Comme plusieurs auteurs l'ont souligné, Modèle et Sculpture surréaliste représente un nu debout observant une figure assise composée d'un mélange surréaliste de tissus et d'objets ressemblant à des meubles. Le nu debout est clairement Marie-Thérèse et la figure assise, que Richardson a décrite comme "une image miroir surréaliste d'elle-même", met également à nu de nombreux objets caractéristiques associés aux dessins d'Une Anatomie, comme un canal d'eau en forme de V et des boules qui signifient de manière ambiguë un vagin, des fesses ou un pénis. D'autres motifs comme les boules suspendues et les tissus et meubles anthropomorphisés font également écho aux formes que l'on retrouve dans la série Une Anatomie. De toute évidence, les figures contrastées soulignent de manière amusante la différence entre la figuration classique et la figuration surréaliste, ce qui a peut-être été une manière pour Picasso de se moquer subtilement des surréalistes qui, quelques années plus tôt, avaient expulsé et dénigré le proto-surréaliste Giorgio de Chirico à cause de son « retour ». au classicisme ». Comme Cowling l'a suggéré, l'eau-forte peut également signifier un acte d '«humour d'autodérision» visant un «assemblage surréaliste qui semble être la matérialisation d'un courant de conscience». (Cowling 2002 : 546-547)

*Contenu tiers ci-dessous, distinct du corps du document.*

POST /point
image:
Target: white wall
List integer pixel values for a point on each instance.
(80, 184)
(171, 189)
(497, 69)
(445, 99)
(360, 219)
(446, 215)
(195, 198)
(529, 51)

La page de titre, la cabane de plage et Une Anatomie
Picasso n'était pas un surréaliste caricatural et pouvait se permettre de se moquer de la rigueur idéologique du mouvement. Mais cela ne change rien au fait que les dessins d'Une Anatomie emploient des tropes surréalistes. On retrouve une dimension surréaliste évidente dans la présence quasi subliminale de la cabane de plage sur la page de titre. (Fig.14, page 6). Celle-ci possède des connotations freudiennes distinctes qui résonnent avec l'éthos du surréalisme. Dans sa thèse si importante de 1981, citée ci-dessus, Gasman a toujours reconnu les connotations sexuelles associées à la cabane ou à la cabine de plage, avant de développer avec ténacité ses significations plus nuancées, qui recouvraient invariablement différents aspects de la psyché de Picasso ou agissaient comme un métonyme de sa présence physique. En conjonction avec une clé quelque peu exagérée (voir Fig.11, page 5), la cabane de plage cachait invariablement une signification relative à de la violence, lorsqu'elle était attaquée par un monstre cinglant ; ou sexuelle comme étant un endroit où des fantasmes sexuels effrénés pourraient être assouvis.*
Richardson a cité la cabane de plage comme l'endroit où, enfant, Picasso a eu sa "première expérience sexuelle, mais qui ne sera jamais oubliée ». Celle-ci s'est produite lorsqu'il a "aperçu" les poils pubiens d'une femme alors qu'elle sortait d'une cabane de plage (Richardson 2007 : 342 ). Ainsi, la cabane de plage, à la fois image d'épanouissement et de déni, devient une image récurrente dans les peintures, dessins et lithographies qu'il réalise au début de sa relation secrète et sensuelle avec Marie-Thérèse.
La représentation de la paillote et de la famille sur la plage qui devient la page de titre est réalisée le 22 février 1933, trois jours avant le premier dessin d'Une Anatomie. Comme indiqué précédemment, la scène de la plage semble se concentrer sur la fécondité féminine et la célébrer avec une liberté archaïque, contrairement à la peinture de 1923, Famille sur une plage centrée sur un homme désespéré ou mourant. La forme très sculpturale de la femme contraste dramatiquement avec celle purement linéaire de l'homme et l'enfant allongés et cette forme enceinte tout en courbes pourrait bien signifier la récupération de Marie-Thérèse avant les ex-voto, figures squelettiques qui commémorent les effets de la maladie. Toutes les autres figures debout de la série Une Anatomie ont été réalisées par groupes de trois les 26, 27, 28 février et 1er mars. Lorsque les pages sont illustrées séparément, elles sont généralement légendées : Une Anatomie: Trois Femmes, et cela vaut même pour le groupe qui contient le mâle ithyphallique pourvu aussi d’un vagin (Figs. 3-4, page 2). Contrairement à la femme aux lignes arrondies sur la page de titre, les autres personnages sont essentiellement squelettiques, évoquant ainsi les effets de la bactérie spirochète (Figs. 2, page 1).